The environmental concern with the unregulated use of non-renewable resources, as well as the inadequate disposal of waste in the environment, encourage the development of awareness measures and technological alternatives. Faced with this problem, there is a need to manufacture products that are less aggressive to the environment, either according to their raw material, from a renewable resource, or according to their post-utilization. Thus, the use of natural fibers applied as reinforcement in polymeric matrices presents itself as a highlight in the scientific environment. In this context, the proposal of this thesis was to evaluate and intensify the adhesion between bamboo fibers and green polyethylene matrix, in order to produce polymeric composites with good mechanical resistance to be applied in fairing and internal car finishes. In addition to the concern of using a reinforcement with high mechanical strength and natural source, this work also proposes the use of a polymeric matrix produced from a renewable plant source, sugarcane, which, in sum, promotes the capture and fixation of CO2. Physical-chemical, morphological and mechanical properties of the bamboo fibers were evaluated to analyze the effect of applied surface treatments.

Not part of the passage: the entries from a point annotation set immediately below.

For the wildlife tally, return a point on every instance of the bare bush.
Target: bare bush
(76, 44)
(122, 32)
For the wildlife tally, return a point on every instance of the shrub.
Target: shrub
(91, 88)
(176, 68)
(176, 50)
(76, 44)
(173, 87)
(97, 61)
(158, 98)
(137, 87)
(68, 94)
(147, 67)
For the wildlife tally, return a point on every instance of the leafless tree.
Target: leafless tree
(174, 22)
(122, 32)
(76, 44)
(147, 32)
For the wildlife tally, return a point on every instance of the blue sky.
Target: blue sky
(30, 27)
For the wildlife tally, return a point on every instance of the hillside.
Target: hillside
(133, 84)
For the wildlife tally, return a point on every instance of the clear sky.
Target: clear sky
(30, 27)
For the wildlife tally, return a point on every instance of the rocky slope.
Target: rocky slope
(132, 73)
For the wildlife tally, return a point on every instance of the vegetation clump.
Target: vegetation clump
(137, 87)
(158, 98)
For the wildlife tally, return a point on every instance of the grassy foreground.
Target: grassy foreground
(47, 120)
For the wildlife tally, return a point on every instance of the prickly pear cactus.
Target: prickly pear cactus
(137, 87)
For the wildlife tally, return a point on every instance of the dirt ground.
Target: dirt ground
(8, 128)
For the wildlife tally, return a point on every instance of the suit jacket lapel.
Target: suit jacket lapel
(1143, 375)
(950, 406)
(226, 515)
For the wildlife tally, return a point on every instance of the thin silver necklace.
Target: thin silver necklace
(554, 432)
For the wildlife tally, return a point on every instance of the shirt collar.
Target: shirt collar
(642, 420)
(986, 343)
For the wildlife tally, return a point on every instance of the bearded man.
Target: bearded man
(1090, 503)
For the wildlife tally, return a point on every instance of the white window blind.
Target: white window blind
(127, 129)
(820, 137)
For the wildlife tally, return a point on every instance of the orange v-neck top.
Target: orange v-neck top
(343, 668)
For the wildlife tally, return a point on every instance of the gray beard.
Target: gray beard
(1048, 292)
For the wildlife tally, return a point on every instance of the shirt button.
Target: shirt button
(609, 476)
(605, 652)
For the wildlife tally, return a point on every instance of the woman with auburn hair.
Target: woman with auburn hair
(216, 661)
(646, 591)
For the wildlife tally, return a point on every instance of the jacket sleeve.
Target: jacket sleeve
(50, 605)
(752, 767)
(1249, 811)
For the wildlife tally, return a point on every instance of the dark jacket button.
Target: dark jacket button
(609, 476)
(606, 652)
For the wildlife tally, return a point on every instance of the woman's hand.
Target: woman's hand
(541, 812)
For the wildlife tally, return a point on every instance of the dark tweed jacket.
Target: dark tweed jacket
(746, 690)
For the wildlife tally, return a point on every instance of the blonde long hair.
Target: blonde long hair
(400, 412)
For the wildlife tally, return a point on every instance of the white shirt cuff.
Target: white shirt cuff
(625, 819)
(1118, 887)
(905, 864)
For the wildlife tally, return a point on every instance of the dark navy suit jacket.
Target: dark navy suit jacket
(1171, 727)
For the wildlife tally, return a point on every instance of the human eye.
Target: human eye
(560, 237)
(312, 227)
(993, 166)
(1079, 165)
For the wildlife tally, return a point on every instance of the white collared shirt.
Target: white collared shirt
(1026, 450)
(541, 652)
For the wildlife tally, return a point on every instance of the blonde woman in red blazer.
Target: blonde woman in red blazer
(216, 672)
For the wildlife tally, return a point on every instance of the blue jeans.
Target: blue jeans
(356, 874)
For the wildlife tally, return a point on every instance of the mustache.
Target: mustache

The physico-chemical parameters presented a decrease in fiber mass after treatments, as well as variations in density, porosity and pore size. The morphological evaluation showed an increase of roughness in the fibers surface, indicating a good mechanical anchorage by the polymer matrix. The results of the mechanical efficiency of the fibers showed a considerable increase of the maximum supported tension and the elasticity modulus. The characterization of the composites showed that the treatments were effective for a good adhesion between fiber and polymer matrix, indicating that the best treatments were mercerization and acetylation, and that the best conformation was the use of unidirectional long fibers (direction of the mechanical request) and continuous. The results were effective for its application.